How do I find out what MCA parameters are being seen/used by my job?
--------------------------------------------------------------------

MCA parameters are the "life's blood" of Open MPI. MCA parameters are
used to control both detailed and large-scale behavior of Open MPI and
are present throughout the code base.

This raises an important question: since MCA parameters can be set from a
file, the environment, the command line, and even internally within Open MPI,
how do I actually know what MCA params my job is seeing, and their value?

One way, of course, is to use the ``ompi_info`` command, which is
documented elsewhere (you can use ``man ompi_info``, or ``ompi_info
--help`` to get more info on this command).
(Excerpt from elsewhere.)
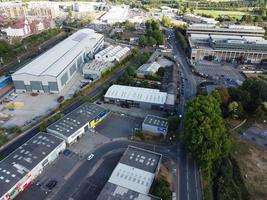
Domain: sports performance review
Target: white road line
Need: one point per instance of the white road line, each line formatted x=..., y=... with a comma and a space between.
x=187, y=182
x=195, y=171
However, this still
doesn't fully answer the question since ``ompi_info`` isn't an MPI
process.

To help relieve this problem, Open MPI provides the MCA parameter
``mpi_show_mca_params`` that directs the ``MPI_COMM_WORLD`` rank 0
process to report the name of MCA parameters, their current value as
seen by that process, and the source that set that value.  The
parameter can take several values that define which MCA parameters to
report:

* ``all``: report all MCA params. Note that this typically generates a
  rather long list of parameters since it includes all of the default
  parameters defined inside Open MPI
* ``default``: MCA params that are at their default settings - i.e.,
  all MCA params that are at the values set as default within Open MPI
* ``file``: MCA params that had their value set by a file
* ``api``: MCA params set using Open MPI's internal APIs, perhaps to
  override an incompatible set of conditions specified by the user
* ``enviro``: MCA params that obtained their value either from the
  local environment or the command line. Open MPI treats environmental
  and command line parameters as equivalent, so there currently is no
  way to separate these two sources

These options can be combined in any order by separating them with
commas.

Here is an example of the output generated by this parameter:

.. code-block:: sh

   shell$ mpirun --mca mpi_show_mca_params enviro hello_c
   [local-hostname:12345] mpi_show_mca_params=enviro (environment)
   Hello, World, I am 0 of 1

Note that several MCA parameters set by Open MPI itself for internal
uses are displayed in addition to the ones actually set by the user.

Since the output from this option can be long, and since it can be
helpful to have a more permanent record of the MCA parameters used for
a job, a companion MCA parameter ``mpi_show_mca_params_file`` is
provided. If ``mpi_show_mca_params_file`` is *also* set, the output
listing of MCA parameters will be directed into the specified file
instead of being printed to stdout.  For example:

.. code-block:: sh

   shell$ mpirun --mca mpi_show_mca_params enviro \
       --mca mpi_show_mca_param_file /tmp/foo.txt hello_c
   Hello, World, I am 0 of 1
   shell$ cat /tmp/foo.txt
   #
   # This file was automatically generated on Sun Feb  7 14:34:31 2021
   # by MPI_COMM_WORLD rank 0 (out of a total of 16) on savbu-usnic-a
   #
   mpi_show_mca_params=enviro (environment)
   mpi_show_mca_params_file=/tmp/foo.txt (environment)